Элинор отодвинула тарелку.
- Какой приступ?
- Я просто хотел предупредить, - тихо сказал Франк. - Он не умер. Это такой сон.
«Какие сны в том смертном сне приснятся», - всплыло в памяти. Элинор невольно поежилась. Вспомнилось, каково это: утрачивать контроль над собственным телом и падать в небытие.
- Maitre просто устал, - Франк зачем-то начал оправдываться. – Он проснется, думаю, к завтрашнему дню.
Запоздало Элинор поняла, что Франку страшно. Он, должно быть, думает о том дне, когда Дамиан не проснется вовсе, оставив его в одиночестве. Элинор улыбнулась, как могла, ободряюще, а потом поцеловала мальчика в лоб.
- Я пойду и взгляну на него.
Элинор встала из-за стола. Желание увидеть Дамиана пропало сразу же. Он лежит в своей комнате, мертвый. Это не подобие смерти, это она и есть, собственной неприглядной персоной. А еще этой ночью он был живой, теплый, обнимал и утешал ее. И это… не страшно, нет. Это неправильно.
Элинор поднялась медленно, с большой неохотой, по лестнице, считая ступени, толкнула дверь в спальню Дамиана и вошла. Комната была, как всегда, погружена в темноту, ни единого луча света не пробивалось сквозь плотно закрытые ставни и тяжелые шторы. Элинор взяла лампу со столика, запалила фитиль и подошла к кровати. Франк дышал ей в спину. Его сопение было единственным звуком, нарушающим жуткую, мертвую тишину комнаты.
Элинор поставила лампу на столик и отогнула край занавеси, скрывающей кровать. Дамиан лежал на спине, вытянув руки вдоль тела, почти полностью одетый: он снял сюртук, но даже не ослабил узел галстука. Это почему-то казалось Элинор еще более неправильным. Она протянула руку и ненароком коснулась щеки Дамиана, мертвенно-холодной и твердой. Точно он был изваян из мрамора.
Черты лица Дамиана заострились, глаза запали. Все исказилось и преобразилось самым неприятным образом. От Дамиана исходило это леденящее кровь дыхание иного мира. А может, это у Элинор воображение разыгралось? А еще она подумала, что ему самому должно быть очень холодно.

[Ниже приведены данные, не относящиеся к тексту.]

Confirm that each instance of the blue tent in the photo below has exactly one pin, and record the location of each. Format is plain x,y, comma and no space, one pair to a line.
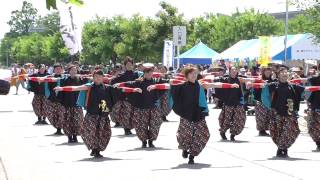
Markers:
199,54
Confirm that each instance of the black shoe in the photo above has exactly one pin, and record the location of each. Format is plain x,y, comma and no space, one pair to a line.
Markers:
223,136
58,133
44,122
263,133
39,121
185,154
150,144
98,155
127,131
117,125
75,139
191,159
70,140
93,152
232,137
279,153
144,144
285,153
164,119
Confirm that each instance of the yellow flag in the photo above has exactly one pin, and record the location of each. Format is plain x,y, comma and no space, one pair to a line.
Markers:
265,46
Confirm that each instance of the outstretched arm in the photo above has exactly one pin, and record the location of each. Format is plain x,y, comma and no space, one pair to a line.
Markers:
219,85
71,88
312,88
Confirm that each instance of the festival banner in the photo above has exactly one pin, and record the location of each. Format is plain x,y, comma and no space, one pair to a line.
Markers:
265,47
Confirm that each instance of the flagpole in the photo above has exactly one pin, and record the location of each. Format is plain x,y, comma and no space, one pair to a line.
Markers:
286,32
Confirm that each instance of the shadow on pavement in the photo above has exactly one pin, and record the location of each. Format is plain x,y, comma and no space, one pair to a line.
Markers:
5,111
148,149
237,141
25,111
70,144
196,166
54,135
192,166
99,159
288,159
124,136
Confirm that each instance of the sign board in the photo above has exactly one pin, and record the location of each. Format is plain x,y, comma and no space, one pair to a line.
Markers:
179,35
167,59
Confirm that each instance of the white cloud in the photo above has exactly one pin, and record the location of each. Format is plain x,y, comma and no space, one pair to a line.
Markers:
190,8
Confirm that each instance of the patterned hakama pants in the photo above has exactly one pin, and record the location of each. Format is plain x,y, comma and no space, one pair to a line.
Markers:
38,104
96,131
263,116
193,136
54,111
314,125
147,123
164,105
233,118
284,130
122,113
72,117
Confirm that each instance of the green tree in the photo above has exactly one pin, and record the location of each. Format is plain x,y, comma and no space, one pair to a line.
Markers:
55,49
22,20
99,39
300,24
166,18
53,3
50,23
136,42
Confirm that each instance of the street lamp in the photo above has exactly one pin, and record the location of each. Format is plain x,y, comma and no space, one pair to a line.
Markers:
286,32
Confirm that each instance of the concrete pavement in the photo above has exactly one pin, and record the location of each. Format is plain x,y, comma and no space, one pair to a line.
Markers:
30,152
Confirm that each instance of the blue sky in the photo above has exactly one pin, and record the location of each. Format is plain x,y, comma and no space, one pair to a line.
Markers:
190,8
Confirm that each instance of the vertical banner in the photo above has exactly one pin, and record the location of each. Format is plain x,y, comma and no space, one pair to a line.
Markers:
68,29
167,58
265,47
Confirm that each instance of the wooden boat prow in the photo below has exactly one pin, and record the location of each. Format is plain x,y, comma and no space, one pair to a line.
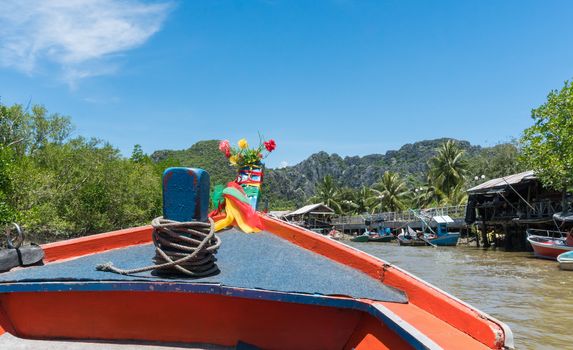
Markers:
86,309
282,288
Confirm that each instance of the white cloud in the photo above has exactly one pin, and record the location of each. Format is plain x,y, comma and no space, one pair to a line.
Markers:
80,37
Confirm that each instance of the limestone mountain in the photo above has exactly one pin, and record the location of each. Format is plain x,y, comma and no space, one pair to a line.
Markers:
293,185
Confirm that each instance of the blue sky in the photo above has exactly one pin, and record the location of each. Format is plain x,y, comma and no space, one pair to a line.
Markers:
351,77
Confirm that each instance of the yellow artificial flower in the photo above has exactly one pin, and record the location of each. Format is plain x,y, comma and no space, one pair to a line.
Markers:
243,143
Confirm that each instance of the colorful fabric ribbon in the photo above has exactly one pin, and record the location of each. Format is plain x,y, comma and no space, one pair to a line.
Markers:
237,209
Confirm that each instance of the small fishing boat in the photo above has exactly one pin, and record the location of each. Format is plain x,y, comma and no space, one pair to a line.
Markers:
411,238
360,238
280,286
548,244
566,260
381,238
442,236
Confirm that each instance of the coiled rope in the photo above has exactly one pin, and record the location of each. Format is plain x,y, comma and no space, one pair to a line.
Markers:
180,248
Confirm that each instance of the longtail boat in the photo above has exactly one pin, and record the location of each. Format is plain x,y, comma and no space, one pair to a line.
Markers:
548,244
360,238
281,287
565,260
382,238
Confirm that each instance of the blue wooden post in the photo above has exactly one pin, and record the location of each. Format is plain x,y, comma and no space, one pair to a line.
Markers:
186,194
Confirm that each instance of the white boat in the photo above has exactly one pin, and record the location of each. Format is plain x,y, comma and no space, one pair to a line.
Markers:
566,261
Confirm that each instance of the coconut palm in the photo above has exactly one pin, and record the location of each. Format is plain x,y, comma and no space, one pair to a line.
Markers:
365,199
328,193
391,191
448,168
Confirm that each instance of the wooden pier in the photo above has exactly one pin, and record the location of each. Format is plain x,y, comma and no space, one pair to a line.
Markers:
400,219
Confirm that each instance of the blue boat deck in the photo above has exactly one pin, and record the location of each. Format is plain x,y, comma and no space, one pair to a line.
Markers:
260,261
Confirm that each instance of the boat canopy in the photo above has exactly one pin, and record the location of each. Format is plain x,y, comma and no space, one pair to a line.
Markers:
442,219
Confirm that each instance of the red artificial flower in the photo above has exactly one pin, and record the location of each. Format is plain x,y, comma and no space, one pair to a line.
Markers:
225,147
270,145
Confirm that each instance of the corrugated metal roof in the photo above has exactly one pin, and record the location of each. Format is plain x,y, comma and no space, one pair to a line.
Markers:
311,208
503,181
442,219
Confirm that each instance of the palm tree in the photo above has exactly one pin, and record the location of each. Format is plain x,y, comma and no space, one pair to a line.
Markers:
391,191
447,170
328,193
365,199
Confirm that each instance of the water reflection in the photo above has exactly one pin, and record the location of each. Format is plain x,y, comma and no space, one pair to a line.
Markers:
531,295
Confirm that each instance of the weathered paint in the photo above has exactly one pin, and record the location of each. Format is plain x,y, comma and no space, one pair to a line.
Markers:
186,317
421,294
444,319
186,194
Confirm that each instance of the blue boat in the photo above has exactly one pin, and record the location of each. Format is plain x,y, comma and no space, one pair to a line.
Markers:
566,260
440,236
443,237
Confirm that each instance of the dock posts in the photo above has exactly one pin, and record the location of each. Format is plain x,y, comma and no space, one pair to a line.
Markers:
485,239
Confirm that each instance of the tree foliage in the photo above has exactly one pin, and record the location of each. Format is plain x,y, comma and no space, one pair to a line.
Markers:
547,146
59,187
448,169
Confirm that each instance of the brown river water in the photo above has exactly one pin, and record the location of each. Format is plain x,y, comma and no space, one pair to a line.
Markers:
533,296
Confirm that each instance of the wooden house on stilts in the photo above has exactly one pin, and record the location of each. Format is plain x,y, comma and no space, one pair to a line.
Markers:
504,208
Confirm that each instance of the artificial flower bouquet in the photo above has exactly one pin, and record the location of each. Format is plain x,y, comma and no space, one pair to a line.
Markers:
243,156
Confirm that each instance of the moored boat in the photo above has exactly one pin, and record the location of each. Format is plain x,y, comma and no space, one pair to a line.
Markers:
360,238
548,244
565,260
281,287
382,238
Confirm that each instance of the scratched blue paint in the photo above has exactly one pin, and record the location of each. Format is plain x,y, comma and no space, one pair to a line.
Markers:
186,194
217,289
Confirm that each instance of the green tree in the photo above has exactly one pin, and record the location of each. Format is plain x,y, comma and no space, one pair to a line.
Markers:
328,192
392,192
365,200
548,144
448,168
138,156
497,161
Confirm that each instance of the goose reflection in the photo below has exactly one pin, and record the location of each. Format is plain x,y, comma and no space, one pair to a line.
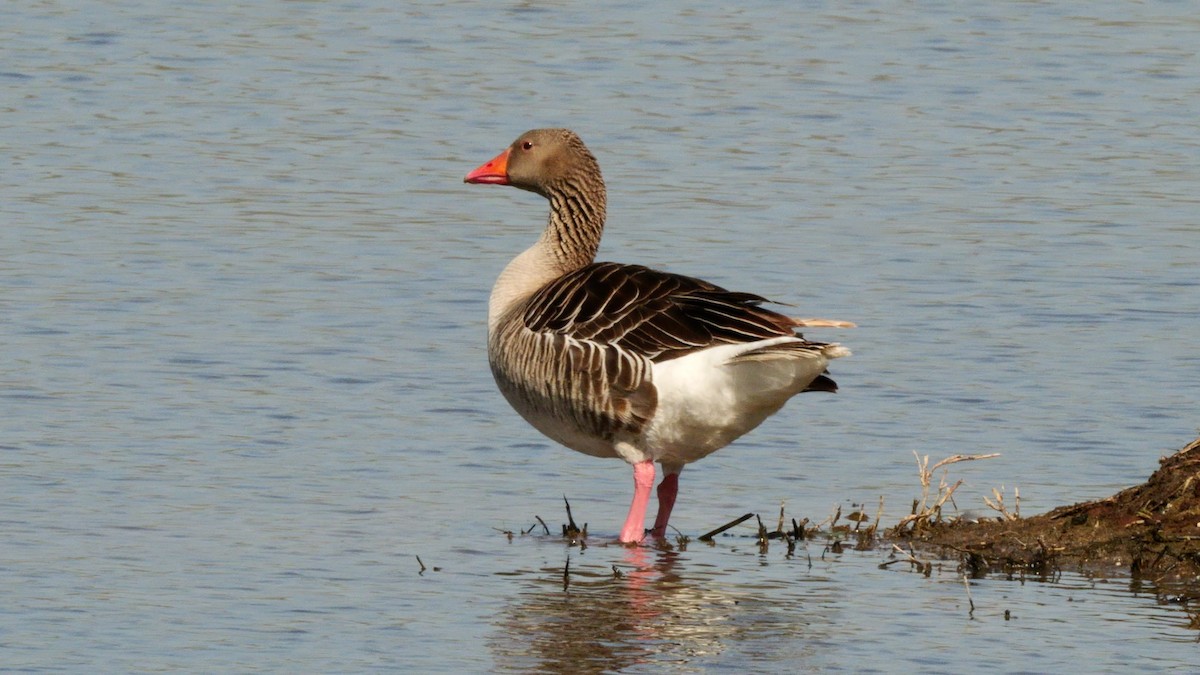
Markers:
597,619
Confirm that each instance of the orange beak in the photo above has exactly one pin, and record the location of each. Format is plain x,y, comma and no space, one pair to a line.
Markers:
495,172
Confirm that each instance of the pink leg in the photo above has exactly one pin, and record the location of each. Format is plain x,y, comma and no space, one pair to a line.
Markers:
667,491
635,524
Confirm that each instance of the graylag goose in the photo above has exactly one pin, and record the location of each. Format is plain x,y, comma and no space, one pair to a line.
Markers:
621,360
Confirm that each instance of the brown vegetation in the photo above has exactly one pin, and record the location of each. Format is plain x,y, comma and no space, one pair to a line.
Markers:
1150,531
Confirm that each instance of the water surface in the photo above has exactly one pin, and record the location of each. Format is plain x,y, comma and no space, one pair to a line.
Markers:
244,291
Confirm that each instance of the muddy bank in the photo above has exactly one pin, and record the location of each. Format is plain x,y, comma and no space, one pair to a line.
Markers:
1150,531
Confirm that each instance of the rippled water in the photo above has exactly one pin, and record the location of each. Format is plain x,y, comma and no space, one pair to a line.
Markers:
244,290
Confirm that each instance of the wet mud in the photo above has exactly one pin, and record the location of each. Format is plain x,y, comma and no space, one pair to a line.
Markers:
1150,531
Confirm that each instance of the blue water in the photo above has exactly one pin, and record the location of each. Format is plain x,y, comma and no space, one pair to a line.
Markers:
244,293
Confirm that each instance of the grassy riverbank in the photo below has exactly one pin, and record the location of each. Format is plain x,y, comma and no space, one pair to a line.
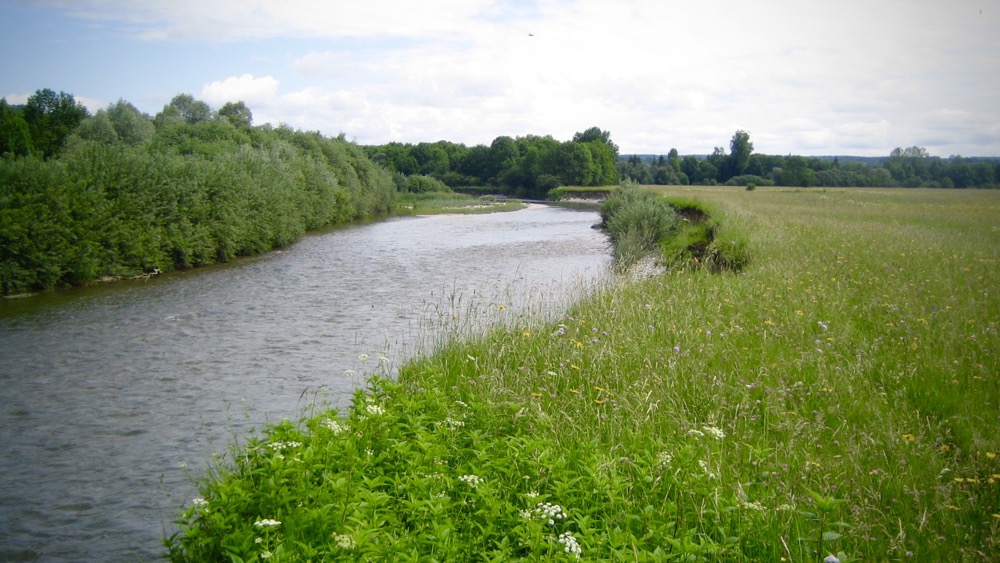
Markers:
838,396
436,203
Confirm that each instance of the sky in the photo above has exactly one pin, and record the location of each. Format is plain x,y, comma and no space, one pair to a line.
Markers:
806,77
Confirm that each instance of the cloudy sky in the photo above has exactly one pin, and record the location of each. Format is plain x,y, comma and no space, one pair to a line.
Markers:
855,77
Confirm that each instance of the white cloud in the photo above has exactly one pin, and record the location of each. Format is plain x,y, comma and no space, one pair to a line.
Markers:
801,77
243,88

- Принеси одеяло, Франк. Я видела одно в бельевом шкафу.
Элинор развязала галстук, отложила его в сторону и расстегнула несколько пуговиц на жилете Дамиана и на его рубашке. В этом было нечто удивительно интимное и потому неправильное, но Элинор удалось кое-как убедить себя, что она заботится о Дамиане Гамильтоне, как позаботилась бы о больном ребенке. У него было с детьми определенное сходство. Затем она укутала мужчину принесенным Франком одеялом до самого подбородка и поднялась.